10 主よ、憐れんでくださいわたしは苦しんでいます。目も、魂も、はらわたも苦悩のゆえに衰えていきます。

11 命は嘆きのうちに年月は呻きのうちに尽きていきます。罪のゆえに力はうせ骨は衰えていきます。

12 わたしの敵は皆、わたしを嘲り隣人も、激しく嘲ります。親しい人々はわたしを見て恐れを抱き外で会えば避けて通ります。

13 人の心はわたしを死者のように葬り去り壊れた器と見なします。

14 ひそかな声が周囲に聞こえ脅かすものが取り囲んでいます。人々がわたしに対して陰謀をめぐらし命を奪おうとたくらんでいます。

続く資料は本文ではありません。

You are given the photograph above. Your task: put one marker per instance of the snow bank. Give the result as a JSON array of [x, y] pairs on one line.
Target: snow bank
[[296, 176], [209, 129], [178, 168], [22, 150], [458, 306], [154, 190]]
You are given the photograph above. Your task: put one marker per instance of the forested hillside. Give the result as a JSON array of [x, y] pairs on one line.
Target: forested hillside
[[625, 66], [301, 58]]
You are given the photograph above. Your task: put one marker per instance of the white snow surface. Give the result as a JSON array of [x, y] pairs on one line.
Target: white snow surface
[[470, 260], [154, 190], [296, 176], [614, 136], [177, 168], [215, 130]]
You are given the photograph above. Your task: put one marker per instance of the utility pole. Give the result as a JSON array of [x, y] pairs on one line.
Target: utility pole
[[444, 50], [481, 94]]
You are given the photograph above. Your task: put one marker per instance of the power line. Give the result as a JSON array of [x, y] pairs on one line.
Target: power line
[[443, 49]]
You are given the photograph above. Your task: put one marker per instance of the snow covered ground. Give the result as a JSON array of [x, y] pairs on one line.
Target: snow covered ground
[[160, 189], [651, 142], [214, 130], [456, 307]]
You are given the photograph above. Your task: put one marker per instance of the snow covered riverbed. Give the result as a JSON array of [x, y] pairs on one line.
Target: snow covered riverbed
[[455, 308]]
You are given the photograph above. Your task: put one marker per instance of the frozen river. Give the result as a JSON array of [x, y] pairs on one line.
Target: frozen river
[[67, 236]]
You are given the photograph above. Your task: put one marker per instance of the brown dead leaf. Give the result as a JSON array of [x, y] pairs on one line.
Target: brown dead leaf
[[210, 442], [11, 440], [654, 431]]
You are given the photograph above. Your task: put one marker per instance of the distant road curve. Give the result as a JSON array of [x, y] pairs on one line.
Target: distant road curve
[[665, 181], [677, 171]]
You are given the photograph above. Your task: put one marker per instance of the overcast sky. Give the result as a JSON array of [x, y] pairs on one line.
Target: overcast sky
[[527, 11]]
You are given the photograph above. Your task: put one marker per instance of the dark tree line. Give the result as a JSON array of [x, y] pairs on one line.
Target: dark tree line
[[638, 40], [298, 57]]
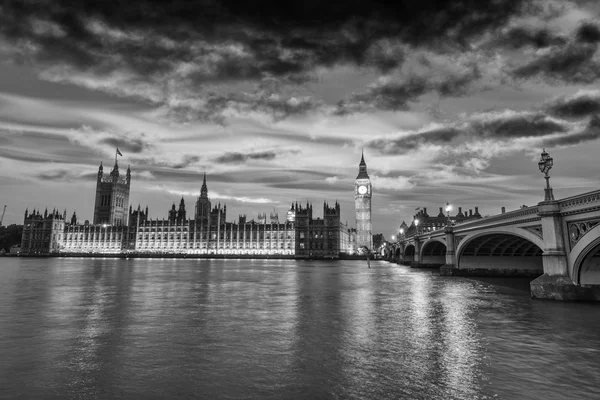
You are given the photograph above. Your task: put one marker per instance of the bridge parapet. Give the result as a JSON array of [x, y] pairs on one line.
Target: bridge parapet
[[517, 215], [580, 201]]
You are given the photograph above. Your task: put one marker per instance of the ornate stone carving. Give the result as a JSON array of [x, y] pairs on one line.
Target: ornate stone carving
[[536, 230], [578, 229]]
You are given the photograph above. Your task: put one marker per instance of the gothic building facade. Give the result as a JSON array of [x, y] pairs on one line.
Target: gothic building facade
[[362, 204], [112, 197], [207, 233]]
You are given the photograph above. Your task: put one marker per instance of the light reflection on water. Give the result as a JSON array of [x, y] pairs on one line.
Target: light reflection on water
[[274, 329]]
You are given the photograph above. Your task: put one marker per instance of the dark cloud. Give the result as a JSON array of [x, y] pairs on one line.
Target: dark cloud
[[307, 186], [578, 105], [240, 158], [519, 37], [388, 96], [515, 125], [131, 145], [185, 161], [590, 132], [572, 63], [214, 105], [276, 38], [397, 96], [64, 175], [588, 33], [499, 126]]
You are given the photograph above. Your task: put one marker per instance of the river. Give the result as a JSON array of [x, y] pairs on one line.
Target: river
[[284, 329]]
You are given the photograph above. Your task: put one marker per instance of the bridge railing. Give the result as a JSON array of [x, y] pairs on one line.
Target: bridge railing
[[579, 200]]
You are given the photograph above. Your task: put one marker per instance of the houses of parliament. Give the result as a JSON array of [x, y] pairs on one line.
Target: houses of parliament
[[119, 229]]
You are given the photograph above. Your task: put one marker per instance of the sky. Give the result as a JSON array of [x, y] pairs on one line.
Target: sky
[[451, 101]]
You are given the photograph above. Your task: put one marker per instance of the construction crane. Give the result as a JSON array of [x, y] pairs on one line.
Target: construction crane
[[2, 217]]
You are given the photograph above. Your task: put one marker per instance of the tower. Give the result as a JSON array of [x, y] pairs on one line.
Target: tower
[[203, 203], [362, 205], [112, 197]]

 主を信頼し、顔を上げ遠くを見ることができても、まだ足元の問題が去ったわけではありません。むしろ問題はさらに大きくなるように感じられることもあります。悩みの中で、主が信頼できることを認められ安心できたのに、事態が一向に好転しないと、私たちは簡単に信頼から絶望へと逆戻りしてしまいます。私たちはどうしたら良いのでしょうか?答えは、神様とコミュニケーションをとり続けることです。神様も私たちの信頼がとても脆いものであることをよくご存知です。私たちが、弱気になったり、文句を言い始めたとしても、耳をふさいでしまう方ではありません。何度でも叫び、何度でも叫んでいいのです。

 

d) 信頼に応えてくださいという願い (15-19)

15 主よ、わたしはなお、あなたに信頼し「あなたこそわたしの神」と申します。

16 わたしにふさわしいときに、御手をもって追い迫る者、敵の手から助け出してください。

17 あなたの僕に御顔の光を注ぎ慈しみ深く、わたしをお救いください。

18 主よ、あなたを呼びます。わたしを恥に落とすことなく神に逆らう者をこそ恥に落とし陰府に落とし、黙らせてください。

19 偽って語る唇を封じてください正しい人を侮り、驕り高ぶって語る唇を。

さらに詩人は、もう一度、神様に願い求めています。私の信頼に応えてくださいという願いです。ただ今回の願いは1-6(0-5)に比べると、その言葉から、少し余裕があるというか、事態をより客観的に見えているようです。詩人の主に対する信頼は、叫びであれ願いであれコミュニケーションを持ち続けることによって成長しています。それは後に続く、再び表現される主への信頼の言葉でも明らかです

 

e) 主への信頼 II (20-23)

20 御恵みはいかに豊かなことでしょう。あなたを畏れる人のためにそれを蓄え人の子らの目の前であなたに身を寄せる人に、お与えになります。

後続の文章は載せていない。